Opiniao

Sugestões para um novo governante

A par de uma séria introspeção acerca das suas capacidades governativas, exige-se aos próprios uma imprescindível honestidade a toda a prova sobre os pressupostos pessoais, familiares e profissionais, presentes ou passados, assim como um profundo respeito ético inerente a tal aceitação.

Sugestões para um novo governante

Por Alexandre Faria 

Escritor, advogado e presidente do Estoril Praia

Numa altura em que o maior escrutínio político surge pelas redes sociais ou pela devassa da vida privada, a sucessão dos últimos acontecimentos no Governo tem incentivado a necessidade de se encontrar uma fórmula de seleção de possíveis governantes, dentro de um leque de opções cada vez mais reduzido, face à compreensível indisponibilidade de sujeição a uma vida caluniada.

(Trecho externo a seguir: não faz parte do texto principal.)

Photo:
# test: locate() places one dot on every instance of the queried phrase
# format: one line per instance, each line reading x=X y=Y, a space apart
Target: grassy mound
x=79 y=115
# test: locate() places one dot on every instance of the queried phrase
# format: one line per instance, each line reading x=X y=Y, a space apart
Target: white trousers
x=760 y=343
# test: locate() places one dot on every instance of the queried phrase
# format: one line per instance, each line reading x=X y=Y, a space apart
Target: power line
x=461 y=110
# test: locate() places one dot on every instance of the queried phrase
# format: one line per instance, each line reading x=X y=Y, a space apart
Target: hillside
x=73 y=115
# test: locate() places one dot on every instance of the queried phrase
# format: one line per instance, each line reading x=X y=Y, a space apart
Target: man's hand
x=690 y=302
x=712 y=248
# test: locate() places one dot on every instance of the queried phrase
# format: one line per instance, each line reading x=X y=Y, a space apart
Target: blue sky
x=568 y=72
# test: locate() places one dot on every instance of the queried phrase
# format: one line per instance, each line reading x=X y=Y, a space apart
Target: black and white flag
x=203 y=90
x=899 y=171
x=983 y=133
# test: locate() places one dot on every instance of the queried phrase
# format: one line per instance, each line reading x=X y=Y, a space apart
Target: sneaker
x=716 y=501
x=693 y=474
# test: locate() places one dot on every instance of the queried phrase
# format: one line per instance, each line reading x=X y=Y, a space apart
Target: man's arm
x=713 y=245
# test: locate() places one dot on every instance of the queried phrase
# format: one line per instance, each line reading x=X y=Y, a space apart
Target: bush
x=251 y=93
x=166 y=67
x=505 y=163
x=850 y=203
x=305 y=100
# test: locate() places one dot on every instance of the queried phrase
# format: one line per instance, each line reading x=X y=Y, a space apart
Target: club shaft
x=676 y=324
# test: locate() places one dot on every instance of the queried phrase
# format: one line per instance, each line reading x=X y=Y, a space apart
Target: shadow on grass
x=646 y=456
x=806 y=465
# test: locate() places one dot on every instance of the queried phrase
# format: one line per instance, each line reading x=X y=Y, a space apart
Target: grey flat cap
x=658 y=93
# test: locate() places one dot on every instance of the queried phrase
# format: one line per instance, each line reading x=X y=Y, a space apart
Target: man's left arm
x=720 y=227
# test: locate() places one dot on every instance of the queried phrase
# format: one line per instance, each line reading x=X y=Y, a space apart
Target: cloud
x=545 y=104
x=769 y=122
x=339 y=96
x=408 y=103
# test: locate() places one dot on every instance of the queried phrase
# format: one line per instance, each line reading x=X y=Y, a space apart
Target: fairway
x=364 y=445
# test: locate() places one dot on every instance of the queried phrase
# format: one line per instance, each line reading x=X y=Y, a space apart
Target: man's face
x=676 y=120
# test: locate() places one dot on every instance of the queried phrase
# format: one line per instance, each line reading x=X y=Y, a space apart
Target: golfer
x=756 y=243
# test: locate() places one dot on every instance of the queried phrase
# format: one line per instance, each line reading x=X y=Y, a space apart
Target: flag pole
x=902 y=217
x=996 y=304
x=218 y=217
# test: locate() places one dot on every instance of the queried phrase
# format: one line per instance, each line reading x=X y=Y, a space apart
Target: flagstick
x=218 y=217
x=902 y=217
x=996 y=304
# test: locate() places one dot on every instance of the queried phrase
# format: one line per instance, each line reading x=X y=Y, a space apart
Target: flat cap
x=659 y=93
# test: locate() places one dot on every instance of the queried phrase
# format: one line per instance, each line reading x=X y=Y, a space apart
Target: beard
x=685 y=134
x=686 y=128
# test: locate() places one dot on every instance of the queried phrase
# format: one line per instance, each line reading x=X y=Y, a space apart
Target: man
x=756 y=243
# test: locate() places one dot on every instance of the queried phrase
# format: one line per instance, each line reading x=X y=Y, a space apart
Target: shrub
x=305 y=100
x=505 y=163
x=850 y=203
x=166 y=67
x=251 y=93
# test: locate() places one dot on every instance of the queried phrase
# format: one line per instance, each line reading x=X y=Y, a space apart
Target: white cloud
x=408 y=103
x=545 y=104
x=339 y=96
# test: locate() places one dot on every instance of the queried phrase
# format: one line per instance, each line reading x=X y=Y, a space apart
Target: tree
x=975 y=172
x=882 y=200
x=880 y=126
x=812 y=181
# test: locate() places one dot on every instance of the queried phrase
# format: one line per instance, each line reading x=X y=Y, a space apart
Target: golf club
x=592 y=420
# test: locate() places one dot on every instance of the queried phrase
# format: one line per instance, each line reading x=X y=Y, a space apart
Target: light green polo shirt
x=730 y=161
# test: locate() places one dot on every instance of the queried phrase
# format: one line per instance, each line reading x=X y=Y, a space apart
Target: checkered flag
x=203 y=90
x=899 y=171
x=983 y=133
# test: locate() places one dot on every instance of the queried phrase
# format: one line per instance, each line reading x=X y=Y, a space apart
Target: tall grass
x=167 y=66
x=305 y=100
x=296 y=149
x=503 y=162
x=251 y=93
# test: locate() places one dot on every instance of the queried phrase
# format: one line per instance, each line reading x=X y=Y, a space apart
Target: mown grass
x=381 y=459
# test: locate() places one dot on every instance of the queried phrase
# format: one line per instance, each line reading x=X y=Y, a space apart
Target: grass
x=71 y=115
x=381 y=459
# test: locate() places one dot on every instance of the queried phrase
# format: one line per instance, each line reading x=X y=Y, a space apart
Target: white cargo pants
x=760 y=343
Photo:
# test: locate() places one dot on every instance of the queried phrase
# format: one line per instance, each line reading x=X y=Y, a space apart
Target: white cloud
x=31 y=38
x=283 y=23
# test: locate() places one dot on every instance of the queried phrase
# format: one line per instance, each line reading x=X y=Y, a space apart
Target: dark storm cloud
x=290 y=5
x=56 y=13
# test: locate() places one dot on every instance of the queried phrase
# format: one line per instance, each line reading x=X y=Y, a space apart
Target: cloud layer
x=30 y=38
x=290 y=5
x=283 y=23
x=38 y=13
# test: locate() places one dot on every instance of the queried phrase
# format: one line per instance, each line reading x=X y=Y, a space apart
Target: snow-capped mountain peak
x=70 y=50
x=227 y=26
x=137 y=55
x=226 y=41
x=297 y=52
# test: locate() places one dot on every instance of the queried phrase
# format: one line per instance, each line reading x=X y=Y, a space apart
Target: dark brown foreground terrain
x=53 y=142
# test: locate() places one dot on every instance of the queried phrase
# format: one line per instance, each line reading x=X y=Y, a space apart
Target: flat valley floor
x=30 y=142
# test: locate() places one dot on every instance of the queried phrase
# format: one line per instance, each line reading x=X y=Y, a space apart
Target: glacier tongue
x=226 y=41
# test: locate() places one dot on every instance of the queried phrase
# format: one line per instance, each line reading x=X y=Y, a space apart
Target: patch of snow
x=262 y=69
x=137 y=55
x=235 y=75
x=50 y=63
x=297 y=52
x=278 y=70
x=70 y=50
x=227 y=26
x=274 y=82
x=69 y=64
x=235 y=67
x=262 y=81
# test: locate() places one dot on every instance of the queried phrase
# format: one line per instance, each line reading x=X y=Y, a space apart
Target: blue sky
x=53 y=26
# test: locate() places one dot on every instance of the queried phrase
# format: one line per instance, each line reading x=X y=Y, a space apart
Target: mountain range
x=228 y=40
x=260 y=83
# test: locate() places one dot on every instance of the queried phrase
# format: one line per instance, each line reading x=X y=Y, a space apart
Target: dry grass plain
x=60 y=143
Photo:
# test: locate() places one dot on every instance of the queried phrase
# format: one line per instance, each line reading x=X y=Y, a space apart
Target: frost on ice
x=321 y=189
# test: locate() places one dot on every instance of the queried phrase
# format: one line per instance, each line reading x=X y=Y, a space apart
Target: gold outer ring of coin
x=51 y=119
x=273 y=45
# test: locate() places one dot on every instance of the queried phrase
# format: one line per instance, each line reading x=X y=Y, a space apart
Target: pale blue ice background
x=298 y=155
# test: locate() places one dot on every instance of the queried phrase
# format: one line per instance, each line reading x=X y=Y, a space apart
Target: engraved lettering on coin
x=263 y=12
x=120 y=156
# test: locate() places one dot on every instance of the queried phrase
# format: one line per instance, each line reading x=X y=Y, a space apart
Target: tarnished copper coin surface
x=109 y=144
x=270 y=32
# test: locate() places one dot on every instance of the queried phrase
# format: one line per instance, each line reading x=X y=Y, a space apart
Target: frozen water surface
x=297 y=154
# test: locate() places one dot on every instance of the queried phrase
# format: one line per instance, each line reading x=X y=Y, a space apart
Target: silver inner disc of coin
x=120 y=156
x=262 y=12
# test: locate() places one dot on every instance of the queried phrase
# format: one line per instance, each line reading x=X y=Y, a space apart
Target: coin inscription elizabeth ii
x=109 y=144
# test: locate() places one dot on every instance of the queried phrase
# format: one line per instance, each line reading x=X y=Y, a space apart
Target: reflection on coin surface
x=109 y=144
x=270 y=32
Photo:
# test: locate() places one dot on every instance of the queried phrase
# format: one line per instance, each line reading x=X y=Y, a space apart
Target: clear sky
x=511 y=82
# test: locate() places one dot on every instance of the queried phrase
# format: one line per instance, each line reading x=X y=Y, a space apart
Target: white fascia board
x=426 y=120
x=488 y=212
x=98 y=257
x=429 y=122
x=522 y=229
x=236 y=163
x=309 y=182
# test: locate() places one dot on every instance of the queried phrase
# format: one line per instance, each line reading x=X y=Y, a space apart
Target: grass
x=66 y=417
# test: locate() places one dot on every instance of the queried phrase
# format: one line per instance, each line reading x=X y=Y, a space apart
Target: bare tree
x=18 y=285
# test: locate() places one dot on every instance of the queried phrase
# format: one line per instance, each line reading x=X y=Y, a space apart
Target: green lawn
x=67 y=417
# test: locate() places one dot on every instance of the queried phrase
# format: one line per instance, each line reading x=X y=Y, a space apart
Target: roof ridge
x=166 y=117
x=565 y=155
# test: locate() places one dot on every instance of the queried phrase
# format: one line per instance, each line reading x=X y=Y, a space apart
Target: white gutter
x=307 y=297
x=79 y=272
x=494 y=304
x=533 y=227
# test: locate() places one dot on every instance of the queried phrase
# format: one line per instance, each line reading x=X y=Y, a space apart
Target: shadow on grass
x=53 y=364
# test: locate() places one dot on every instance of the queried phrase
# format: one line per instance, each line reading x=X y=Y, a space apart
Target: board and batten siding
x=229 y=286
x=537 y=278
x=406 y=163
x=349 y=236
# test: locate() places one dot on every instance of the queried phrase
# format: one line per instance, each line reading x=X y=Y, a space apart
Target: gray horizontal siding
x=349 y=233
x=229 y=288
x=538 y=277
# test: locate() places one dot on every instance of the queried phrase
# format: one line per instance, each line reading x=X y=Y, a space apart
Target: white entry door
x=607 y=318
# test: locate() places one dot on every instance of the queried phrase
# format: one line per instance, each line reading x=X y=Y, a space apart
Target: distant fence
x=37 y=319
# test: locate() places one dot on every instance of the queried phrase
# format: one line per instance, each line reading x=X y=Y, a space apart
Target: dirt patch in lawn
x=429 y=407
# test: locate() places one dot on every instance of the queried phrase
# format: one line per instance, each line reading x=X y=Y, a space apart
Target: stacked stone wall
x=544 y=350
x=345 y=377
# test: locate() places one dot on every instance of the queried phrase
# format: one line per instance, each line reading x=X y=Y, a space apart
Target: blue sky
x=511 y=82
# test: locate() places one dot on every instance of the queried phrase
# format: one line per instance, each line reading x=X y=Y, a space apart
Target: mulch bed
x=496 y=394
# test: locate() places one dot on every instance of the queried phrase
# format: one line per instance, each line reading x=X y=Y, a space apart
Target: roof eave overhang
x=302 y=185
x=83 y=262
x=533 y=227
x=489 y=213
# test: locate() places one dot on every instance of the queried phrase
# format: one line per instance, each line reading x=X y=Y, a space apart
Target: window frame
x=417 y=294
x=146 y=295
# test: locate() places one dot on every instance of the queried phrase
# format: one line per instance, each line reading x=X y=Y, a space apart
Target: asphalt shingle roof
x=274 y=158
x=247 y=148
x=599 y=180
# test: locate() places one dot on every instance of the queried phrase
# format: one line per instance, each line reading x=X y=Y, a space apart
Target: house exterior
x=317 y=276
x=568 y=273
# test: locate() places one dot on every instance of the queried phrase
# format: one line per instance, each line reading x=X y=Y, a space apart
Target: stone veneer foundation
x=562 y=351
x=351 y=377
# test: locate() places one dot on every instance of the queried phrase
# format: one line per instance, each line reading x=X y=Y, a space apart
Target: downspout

Se, em termos teóricos, uma maioria absoluta pressupõe um maior conforto aos escolhidos, a triagem afunilada dentro dos aparelhos partidários também se revelou demasiado curta, apesar de ser muito diferente constituir um Governo, no início de uma legislatura, ou enfrentar remodelações posteriores, prejudicadas pela urgência temporal e imperiosa obrigatoriedade de manter o curso do executivo, o que potencia um aumento exponencial do risco.

Como Portugal tanto gosta, sobretudo quando envolve escândalos, não se discute, porém, o âmago da questão. Neste momento, explora-se até à exaustão as hipotéticas soluções para garantir um governante impoluto e sem espinhas, como se tal se definisse por decreto ou por uma circunstancial avaliação de terceiros. Elogiam-se os sistemas anglo-saxónicos e as políticas de vetting, onde um candidato a um cargo público é avaliado à lupa, seja pelo seu currículo, redes sociais, registo criminal, relações familiares e profissionais, pendências judiciais e eventuais dívidas à Segurança Social ou às Finanças. Vangloria-se o exemplo norte-americano, onde o próprio FBI pode ser chamado a investigar, ou a verificação minuciosa da Câmara dos Lordes do Reino Unido, chegando-se ao ponto de ouvir que os membros dos Governo deveriam estar sujeitos às mesmas regras dos administradores de empresas privadas. E discute-se se deverá ser uma agência governamental a executar tais exames, ou até, imagine-se, a Presidência da República, no mais absurdo atentado ao regime semipresidencialista português, atendendo às atribuições de fiscalização conferidas a outros órgãos.

No jogo político, compreende-se a vontade de considerar o primeiro-ministro como o alvo prioritário destes episódios, mas, no meio da discussão, um pormenor da maior relevância é propositadamente esquecido. Os convidados que aceitam as nomeações para o Governo são os principais responsáveis pela sua própria idoneidade e por uma análise prévia das condições para assumir um cargo público. A par de uma séria introspeção acerca das suas capacidades governativas, exige-se aos próprios uma imprescindível honestidade a toda a prova sobre os pressupostos pessoais, familiares e profissionais, presentes ou passados, assim como um profundo respeito ético inerente a tal aceitação.

 

A ânsia e o deslumbramento são maus conselheiros para a necessária credibilidade do sistema político, onde a falha de um afeta os restantes e fere os alicerces do próprio regime democrático. Em tempos propícios ao desrespeito institucional, como assistimos nas invasões inacreditáveis a órgãos de soberania americanos e brasileiros, é fundamental reforçar a confiança dos cidadãos no Estado, começando pelo exemplo dado pelos seus governantes.